Vibe coding works because it lowers test-and-learn costs of ideas. You don’t need to look at the code. You may even use an AI voice session to brainstorm and build a spec. You don’t overthink architecture or edge cases. You just build, see something real, and iterate. That’s incredibly powerful, especially for PMs, designers, and PMMs who historically couldn’t get to code that quickly.
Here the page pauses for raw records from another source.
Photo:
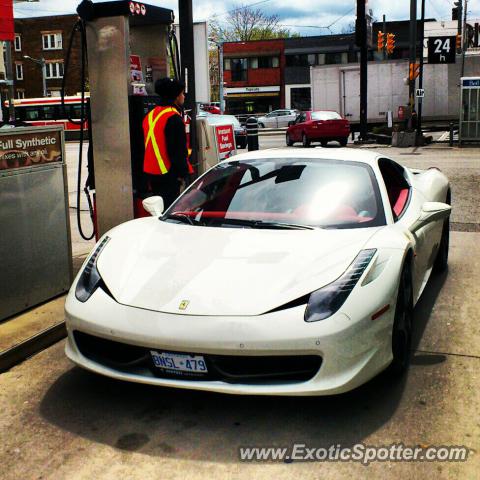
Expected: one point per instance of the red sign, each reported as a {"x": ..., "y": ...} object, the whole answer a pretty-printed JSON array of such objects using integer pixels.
[
  {"x": 225, "y": 140},
  {"x": 7, "y": 29}
]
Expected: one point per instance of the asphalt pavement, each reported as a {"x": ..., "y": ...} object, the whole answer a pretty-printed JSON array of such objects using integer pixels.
[{"x": 60, "y": 422}]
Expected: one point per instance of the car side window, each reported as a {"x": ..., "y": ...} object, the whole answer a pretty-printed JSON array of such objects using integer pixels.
[{"x": 398, "y": 188}]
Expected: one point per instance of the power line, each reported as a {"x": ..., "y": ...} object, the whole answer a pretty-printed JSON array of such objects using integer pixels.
[{"x": 240, "y": 8}]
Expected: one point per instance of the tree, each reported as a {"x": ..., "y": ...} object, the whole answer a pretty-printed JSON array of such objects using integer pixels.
[
  {"x": 244, "y": 24},
  {"x": 348, "y": 28}
]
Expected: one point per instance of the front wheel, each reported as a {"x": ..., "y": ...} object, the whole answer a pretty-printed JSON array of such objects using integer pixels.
[
  {"x": 402, "y": 326},
  {"x": 305, "y": 141}
]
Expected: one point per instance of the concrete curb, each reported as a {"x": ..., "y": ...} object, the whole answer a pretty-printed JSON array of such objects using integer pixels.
[{"x": 44, "y": 339}]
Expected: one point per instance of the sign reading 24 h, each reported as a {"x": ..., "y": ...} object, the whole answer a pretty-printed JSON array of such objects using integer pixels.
[{"x": 441, "y": 49}]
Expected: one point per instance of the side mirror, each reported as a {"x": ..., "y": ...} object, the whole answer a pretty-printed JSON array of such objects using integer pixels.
[
  {"x": 431, "y": 212},
  {"x": 153, "y": 205}
]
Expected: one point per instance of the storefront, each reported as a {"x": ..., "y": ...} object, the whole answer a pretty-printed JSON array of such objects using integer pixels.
[{"x": 250, "y": 100}]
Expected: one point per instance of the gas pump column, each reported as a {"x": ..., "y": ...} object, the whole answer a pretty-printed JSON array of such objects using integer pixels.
[{"x": 127, "y": 43}]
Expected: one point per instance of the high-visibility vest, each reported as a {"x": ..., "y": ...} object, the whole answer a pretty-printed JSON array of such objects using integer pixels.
[{"x": 156, "y": 160}]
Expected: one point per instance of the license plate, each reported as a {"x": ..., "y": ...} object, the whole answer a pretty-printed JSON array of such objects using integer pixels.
[{"x": 179, "y": 362}]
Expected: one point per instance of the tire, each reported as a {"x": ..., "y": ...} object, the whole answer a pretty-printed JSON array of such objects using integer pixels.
[
  {"x": 441, "y": 260},
  {"x": 402, "y": 326},
  {"x": 305, "y": 141}
]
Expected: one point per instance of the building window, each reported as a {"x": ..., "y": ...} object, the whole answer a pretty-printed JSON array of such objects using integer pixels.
[
  {"x": 52, "y": 41},
  {"x": 239, "y": 69},
  {"x": 268, "y": 62},
  {"x": 312, "y": 59},
  {"x": 335, "y": 58},
  {"x": 54, "y": 70},
  {"x": 19, "y": 71},
  {"x": 18, "y": 43},
  {"x": 297, "y": 60},
  {"x": 353, "y": 57}
]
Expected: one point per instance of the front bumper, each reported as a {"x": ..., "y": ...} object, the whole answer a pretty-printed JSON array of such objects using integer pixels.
[{"x": 351, "y": 351}]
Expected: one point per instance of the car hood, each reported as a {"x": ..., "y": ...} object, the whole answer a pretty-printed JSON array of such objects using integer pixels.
[{"x": 158, "y": 265}]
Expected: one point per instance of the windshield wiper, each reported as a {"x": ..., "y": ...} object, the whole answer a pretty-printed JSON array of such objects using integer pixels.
[
  {"x": 262, "y": 224},
  {"x": 287, "y": 226},
  {"x": 182, "y": 217}
]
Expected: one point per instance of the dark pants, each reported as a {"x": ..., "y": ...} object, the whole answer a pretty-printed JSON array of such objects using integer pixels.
[{"x": 167, "y": 186}]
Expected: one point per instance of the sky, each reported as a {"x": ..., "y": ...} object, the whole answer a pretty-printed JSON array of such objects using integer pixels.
[{"x": 307, "y": 17}]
The problem is what comes next.
Most prototypes are disposable. You learn something, then rebuild the “real” version later with proper engineering. In that process, you lose the components you built, the interaction patterns you discovered, and even bugs you already fixed. Each iteration resets instead of building on the last one.
Viable coding is building prototypes so they create reusable, promotable assets so that the best one can ship after normal review instead of being rebuilt.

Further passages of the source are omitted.